In 2000 Gallagher was approached by the Washington Post and asked to become an online fitness columnist. Over the next five years he wrote 230 + weekly and bi-weekly columns for WashingtonPost.com. Gallagher has written four books: his first, Coan, The Man, The Myth, The Legend was called by Joe Weider, "The finest single book on powerlifting ever written." Gallagher's second book, The Purposeful Primitive was his 500-page "masterpiece" that encapsulated the methods of his mentors. Praised on a worldwide basis by elite strength athletes worldwide; the Purposeful Primitive created a sensation. In 2015 Marty released a 600-page book with Dr. Chris Hardy, Strong Medicine. Gallagher called his collaboration with Chris "exhilarating, rewarding and eye-opening.

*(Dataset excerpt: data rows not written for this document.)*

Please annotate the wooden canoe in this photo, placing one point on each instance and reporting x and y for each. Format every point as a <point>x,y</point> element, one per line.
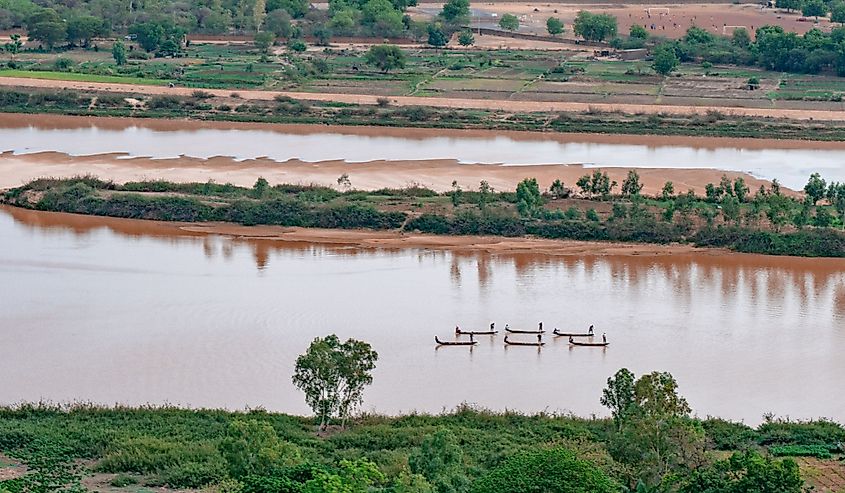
<point>454,343</point>
<point>518,343</point>
<point>558,333</point>
<point>477,332</point>
<point>516,331</point>
<point>591,344</point>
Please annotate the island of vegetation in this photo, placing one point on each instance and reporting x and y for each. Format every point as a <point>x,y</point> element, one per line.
<point>767,221</point>
<point>650,443</point>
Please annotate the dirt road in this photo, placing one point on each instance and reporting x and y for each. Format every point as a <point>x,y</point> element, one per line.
<point>485,104</point>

In 2016 Gallagher released a book on a revolutionary portable training device, the CrossCore180 Rotational Bodyweight Trainer. At the behest of his active duty spec ops friends, Gallagher developed a "hardcore" protocol for the device that enabled deployed spec ops fighters to obtain an effective resistance training workout replicating results obtained from "gold standard " barbell/dumbbell progressive resistance workouts.

Marty Gallagher lives at the base of the picturesque Catoctin Mountains in south central Pennsylvania with his wife, Stacy O'Neal Gallagher.